Order, Supreme Court, New York County (Herman Cahn, J.), entered February 28, 2007, which denied plaintiffs' motion to amend the complaint, unanimously affirmed, with costs.
Before: Saxe, J.P., Nardelli, Moskowitz, Acosta and DeGrasse, JJ.
Plaintiff's failed to show merit to their proposed amendment, which would have added a new theory of recovery ( Glenn Partition v Trustees of Columbia Univ. in City of N.Y., 169 AD2d 488), and further offered no valid reason for their delay in proposing it, even though they knew about its basis in 2001.

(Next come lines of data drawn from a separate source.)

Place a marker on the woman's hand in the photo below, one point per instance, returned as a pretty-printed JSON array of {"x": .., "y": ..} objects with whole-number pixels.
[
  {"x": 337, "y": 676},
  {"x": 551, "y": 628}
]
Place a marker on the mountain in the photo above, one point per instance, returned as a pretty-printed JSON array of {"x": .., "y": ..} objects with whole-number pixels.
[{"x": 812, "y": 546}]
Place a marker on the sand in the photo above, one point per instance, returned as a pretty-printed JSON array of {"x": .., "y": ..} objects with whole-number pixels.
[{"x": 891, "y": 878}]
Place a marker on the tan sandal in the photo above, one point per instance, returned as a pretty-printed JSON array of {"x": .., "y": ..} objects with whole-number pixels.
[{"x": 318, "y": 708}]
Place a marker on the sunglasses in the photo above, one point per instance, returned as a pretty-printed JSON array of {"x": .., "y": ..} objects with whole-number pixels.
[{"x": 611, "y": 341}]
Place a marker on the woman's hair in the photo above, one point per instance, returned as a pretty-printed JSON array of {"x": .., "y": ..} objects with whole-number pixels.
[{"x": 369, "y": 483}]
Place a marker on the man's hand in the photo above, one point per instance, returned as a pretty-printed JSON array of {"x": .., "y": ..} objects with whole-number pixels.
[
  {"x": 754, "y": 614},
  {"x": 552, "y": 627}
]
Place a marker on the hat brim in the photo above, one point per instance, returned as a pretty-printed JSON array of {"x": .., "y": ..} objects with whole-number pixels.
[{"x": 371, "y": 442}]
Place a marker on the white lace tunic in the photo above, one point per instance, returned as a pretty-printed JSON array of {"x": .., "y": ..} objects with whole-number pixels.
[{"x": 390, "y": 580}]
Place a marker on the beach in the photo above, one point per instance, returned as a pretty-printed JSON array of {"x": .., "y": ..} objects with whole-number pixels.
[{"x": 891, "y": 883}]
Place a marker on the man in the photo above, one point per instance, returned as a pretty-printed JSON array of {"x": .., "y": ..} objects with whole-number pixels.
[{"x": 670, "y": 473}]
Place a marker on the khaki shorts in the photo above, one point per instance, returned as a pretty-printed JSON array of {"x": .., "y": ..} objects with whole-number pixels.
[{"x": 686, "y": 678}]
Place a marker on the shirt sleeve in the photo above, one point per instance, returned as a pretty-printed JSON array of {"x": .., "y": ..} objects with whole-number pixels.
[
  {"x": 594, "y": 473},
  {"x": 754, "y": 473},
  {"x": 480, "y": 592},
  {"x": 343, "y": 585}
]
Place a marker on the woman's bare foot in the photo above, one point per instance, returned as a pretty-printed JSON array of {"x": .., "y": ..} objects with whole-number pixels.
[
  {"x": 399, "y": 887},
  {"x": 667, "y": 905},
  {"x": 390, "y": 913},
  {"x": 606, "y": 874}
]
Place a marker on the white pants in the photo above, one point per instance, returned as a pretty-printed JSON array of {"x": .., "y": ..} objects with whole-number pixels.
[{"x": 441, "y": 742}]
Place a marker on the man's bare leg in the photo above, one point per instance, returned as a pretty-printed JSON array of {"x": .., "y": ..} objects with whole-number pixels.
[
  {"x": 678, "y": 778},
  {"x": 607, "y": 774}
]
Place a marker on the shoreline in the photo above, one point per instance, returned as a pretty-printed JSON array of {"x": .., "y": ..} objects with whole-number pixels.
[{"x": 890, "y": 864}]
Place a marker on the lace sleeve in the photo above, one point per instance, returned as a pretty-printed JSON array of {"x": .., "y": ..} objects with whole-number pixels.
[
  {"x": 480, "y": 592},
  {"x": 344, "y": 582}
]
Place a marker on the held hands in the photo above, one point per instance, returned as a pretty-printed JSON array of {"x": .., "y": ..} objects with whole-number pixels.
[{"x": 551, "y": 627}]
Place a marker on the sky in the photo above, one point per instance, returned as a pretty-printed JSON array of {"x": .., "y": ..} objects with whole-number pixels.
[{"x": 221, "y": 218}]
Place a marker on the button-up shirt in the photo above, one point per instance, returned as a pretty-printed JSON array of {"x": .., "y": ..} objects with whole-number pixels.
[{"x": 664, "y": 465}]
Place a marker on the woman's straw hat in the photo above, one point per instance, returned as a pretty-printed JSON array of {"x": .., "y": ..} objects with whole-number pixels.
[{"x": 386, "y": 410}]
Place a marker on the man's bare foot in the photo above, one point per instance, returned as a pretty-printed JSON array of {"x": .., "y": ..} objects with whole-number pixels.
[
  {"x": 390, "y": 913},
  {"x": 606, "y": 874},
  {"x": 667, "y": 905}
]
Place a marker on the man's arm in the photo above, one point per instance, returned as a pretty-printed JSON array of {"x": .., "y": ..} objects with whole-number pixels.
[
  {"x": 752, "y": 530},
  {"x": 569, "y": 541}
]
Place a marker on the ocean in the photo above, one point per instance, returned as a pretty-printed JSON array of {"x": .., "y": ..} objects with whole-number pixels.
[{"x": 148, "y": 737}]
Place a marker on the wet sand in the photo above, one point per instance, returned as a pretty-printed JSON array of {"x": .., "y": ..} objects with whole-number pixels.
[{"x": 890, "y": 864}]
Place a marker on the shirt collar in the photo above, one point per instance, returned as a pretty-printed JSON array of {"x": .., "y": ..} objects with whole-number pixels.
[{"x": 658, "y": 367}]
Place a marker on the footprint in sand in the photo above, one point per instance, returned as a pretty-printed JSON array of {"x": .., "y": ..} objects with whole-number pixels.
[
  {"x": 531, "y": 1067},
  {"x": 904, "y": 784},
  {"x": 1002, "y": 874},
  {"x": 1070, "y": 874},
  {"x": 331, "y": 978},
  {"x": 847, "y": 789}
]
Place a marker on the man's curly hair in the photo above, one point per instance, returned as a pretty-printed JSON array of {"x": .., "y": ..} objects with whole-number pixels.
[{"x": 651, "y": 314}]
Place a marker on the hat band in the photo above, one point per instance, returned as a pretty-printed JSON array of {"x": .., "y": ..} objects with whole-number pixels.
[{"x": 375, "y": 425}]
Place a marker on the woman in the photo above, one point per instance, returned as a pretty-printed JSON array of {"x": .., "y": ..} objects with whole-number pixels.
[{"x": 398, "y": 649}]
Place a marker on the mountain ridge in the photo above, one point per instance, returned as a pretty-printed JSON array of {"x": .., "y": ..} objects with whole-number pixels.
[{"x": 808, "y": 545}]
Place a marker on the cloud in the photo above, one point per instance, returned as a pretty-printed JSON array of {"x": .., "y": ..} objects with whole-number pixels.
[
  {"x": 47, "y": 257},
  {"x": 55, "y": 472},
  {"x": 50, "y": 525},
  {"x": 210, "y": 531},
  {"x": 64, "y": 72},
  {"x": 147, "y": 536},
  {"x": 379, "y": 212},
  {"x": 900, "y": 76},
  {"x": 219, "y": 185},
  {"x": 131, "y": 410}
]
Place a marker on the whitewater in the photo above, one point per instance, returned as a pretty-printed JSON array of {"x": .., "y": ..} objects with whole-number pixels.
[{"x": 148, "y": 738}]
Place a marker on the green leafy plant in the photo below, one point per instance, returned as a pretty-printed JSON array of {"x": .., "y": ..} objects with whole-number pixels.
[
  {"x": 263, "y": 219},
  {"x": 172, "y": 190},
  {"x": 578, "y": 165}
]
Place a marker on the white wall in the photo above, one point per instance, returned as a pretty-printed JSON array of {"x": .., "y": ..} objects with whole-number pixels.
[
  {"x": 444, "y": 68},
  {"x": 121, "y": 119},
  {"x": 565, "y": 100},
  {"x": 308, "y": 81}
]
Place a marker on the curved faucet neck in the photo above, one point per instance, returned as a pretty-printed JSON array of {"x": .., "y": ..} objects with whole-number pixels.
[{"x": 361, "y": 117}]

The de minimis nature of the alleged damages for the proposed claim does not impact on its merit ( see Weinberg v Hertz Corp., 116 AD2d 1, affd 69 NY2d 979), but plaintiffs were refunded the account fees they had contested. Accordingly, the motion court providently determined, in its discretion, that they would not be proper class representatives for the proposed claim, and the theory sought to be added would not be appropriate for class-action treatment.
The court also properly disallowed plaintiffs' effort to restore a cause of action based on General Business Law § 349, which it had previously dismissed.
We have considered plaintiffs' remaining contentions and find them unavailing.